We six who stayed with her
creep or crawl our few aimless, helpless
inches, dazed with misfortune, too dismayed
even to strike at the shocked keeper—and
we were once brave battlemaids
in August’s weapon-weather, fearless
foragers, tender foster-mothers.
Who will remember now the rotating
cluster, its seats at the feast?
or the dance in the dim entry, summoning
sisters to glean the sourwood gold
of summer, bear it bright to six-
sided cups in warm combs
that throbbed with song, quivered and shimmered
with the endless generations? Griefs grow
countless as white clover as we whisper
the name-scents of nurslings and sisters.
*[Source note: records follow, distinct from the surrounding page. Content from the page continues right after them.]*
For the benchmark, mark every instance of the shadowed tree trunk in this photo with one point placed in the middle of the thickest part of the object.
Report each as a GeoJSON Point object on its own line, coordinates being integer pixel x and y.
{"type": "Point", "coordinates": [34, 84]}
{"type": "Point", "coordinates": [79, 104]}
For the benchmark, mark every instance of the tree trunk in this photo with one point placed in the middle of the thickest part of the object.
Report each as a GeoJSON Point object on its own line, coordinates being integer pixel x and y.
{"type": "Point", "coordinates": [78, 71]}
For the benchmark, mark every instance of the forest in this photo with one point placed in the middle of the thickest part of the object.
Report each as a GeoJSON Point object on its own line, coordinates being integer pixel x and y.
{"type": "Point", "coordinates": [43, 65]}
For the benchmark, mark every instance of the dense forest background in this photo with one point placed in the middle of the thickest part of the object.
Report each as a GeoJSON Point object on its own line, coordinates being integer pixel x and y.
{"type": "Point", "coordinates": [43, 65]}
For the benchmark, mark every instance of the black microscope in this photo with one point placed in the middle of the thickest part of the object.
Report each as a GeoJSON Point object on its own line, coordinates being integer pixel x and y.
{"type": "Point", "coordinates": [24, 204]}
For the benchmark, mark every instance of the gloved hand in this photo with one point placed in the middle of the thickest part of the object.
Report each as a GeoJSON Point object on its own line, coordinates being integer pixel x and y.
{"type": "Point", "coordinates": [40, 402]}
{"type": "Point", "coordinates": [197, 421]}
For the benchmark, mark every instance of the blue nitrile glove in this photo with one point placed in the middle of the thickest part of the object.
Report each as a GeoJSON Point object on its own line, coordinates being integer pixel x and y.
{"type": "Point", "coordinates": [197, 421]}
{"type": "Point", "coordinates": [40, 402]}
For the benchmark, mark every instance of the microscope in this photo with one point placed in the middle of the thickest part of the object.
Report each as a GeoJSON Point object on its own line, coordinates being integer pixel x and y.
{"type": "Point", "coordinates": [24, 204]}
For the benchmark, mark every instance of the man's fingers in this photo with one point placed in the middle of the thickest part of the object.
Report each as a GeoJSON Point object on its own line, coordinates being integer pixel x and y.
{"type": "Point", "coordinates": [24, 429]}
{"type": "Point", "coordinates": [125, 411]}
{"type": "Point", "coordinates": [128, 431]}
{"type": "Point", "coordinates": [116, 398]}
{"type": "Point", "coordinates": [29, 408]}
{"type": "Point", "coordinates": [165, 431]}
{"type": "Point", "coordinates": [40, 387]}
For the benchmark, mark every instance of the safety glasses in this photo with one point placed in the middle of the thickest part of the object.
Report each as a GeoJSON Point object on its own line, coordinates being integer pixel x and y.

If this world’s foundation is not all waste,
how shall we know? Where shall
the last of legions, left solitary,
find grace for herself, or her queen?
—Keeper, do even you know
what brought our bright rooms to ruin
and slips us into the sleep of the sting,
or what drink the flowers drew in
from the roiled air and the rain,
that pillaged the pillared honey-halls
and made mad our strong sisters,
leaving only the drumming
of the north wind’s needles on the steel
ceiling that shields silent halls
haunted by hive-beetles? It is true,
after all, what the old told us,
that at last all happiness
flows cold, all this world’s
stores of sweetness are fleeting and brief.